Earlier this week, it surpassed the lifetime gross of its predecessor, 2015’s “Inside Out” ($859 million worldwide).

Those benchmarks are especially encouraging for movie theaters, which were nervously waiting for something, anything to connect at this scale with audiences during this otherwise dismal summer season. 

It is also a triumph for Pixar, which has struggled at the box office in recent years as its parent company, Disney, sent films like “Turning Red,” “Soul” and “Luca” directly to Disney+ during the pandemic. Pixar chief Pete Docter, who directed 2015’s “Inside Out,” has stressed that COVID-era strategy “trained” audiences to watch the studio’s movies at home — hence the comparatively less-embraced theatrical releases of 2022’s “Lightyear” and 2023’s “Elemental.”

“Inside Out 2” has succeeded theatrically due to several factors, including goodwill for the original 2015 head trip, stellar word-of-mouth and four-quadrant appeal. 
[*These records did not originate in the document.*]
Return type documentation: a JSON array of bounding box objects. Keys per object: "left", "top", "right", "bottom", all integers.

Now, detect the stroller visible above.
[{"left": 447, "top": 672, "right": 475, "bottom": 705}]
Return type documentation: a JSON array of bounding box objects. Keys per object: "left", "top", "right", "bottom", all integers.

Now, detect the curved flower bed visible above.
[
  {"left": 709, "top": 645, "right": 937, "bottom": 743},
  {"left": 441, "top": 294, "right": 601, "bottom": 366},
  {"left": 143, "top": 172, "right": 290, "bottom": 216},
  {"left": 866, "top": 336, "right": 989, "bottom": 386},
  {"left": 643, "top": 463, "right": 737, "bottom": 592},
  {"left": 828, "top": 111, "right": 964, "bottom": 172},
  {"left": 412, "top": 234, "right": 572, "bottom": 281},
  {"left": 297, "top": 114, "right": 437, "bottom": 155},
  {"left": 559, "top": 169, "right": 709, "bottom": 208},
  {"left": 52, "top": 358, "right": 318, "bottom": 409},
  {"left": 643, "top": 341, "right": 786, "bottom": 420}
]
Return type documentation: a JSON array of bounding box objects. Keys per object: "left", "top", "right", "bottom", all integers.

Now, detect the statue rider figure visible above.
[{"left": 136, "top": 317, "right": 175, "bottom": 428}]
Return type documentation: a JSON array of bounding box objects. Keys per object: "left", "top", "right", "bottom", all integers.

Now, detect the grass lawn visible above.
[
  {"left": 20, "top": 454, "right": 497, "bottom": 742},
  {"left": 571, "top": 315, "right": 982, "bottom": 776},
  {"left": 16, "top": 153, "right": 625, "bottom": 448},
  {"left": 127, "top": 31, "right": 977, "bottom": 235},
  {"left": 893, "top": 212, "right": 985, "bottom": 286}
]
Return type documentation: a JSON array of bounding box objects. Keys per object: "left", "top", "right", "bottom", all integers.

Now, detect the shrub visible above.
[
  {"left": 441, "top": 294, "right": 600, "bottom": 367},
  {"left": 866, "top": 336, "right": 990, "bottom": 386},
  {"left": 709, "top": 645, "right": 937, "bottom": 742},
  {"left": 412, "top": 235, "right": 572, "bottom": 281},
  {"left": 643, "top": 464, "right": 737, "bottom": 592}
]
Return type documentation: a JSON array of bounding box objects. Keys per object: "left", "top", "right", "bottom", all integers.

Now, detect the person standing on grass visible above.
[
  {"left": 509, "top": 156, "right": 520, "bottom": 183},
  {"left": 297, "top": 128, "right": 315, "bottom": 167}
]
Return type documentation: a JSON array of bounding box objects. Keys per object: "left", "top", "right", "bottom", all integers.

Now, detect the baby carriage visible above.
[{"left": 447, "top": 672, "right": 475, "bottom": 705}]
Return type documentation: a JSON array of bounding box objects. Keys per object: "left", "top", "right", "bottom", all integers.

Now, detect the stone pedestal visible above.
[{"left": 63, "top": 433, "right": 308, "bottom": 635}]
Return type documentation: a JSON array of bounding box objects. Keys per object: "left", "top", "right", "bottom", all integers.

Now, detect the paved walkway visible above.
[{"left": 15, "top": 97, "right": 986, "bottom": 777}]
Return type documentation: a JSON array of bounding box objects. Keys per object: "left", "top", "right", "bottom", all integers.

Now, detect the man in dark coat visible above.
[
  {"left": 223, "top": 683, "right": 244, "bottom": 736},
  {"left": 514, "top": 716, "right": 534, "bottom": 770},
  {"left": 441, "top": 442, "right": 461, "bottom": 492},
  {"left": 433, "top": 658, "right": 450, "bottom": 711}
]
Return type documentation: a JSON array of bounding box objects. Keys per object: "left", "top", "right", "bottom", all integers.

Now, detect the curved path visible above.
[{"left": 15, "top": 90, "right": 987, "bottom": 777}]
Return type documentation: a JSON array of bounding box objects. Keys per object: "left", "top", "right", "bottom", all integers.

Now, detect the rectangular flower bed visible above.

The follow-up film arrived on the big screen nearly 10 years after the original adventure about the inner feelings — including Joy (Amy Poehler), Sadness (Phyllis Smith) and Anger (Lewis Black) — of a young girl named Riley.

The sequel, directed by Kelsey Mann in his feature debut, revisits a teenaged Riley, who discovers new emotions of Anxiety (Maya Hawke), Envy (Ayo Edebiri), Embarrassment (Paul Walter Hauser) and Nostalgia (June Squibb) as she heads to hockey camp over the summer.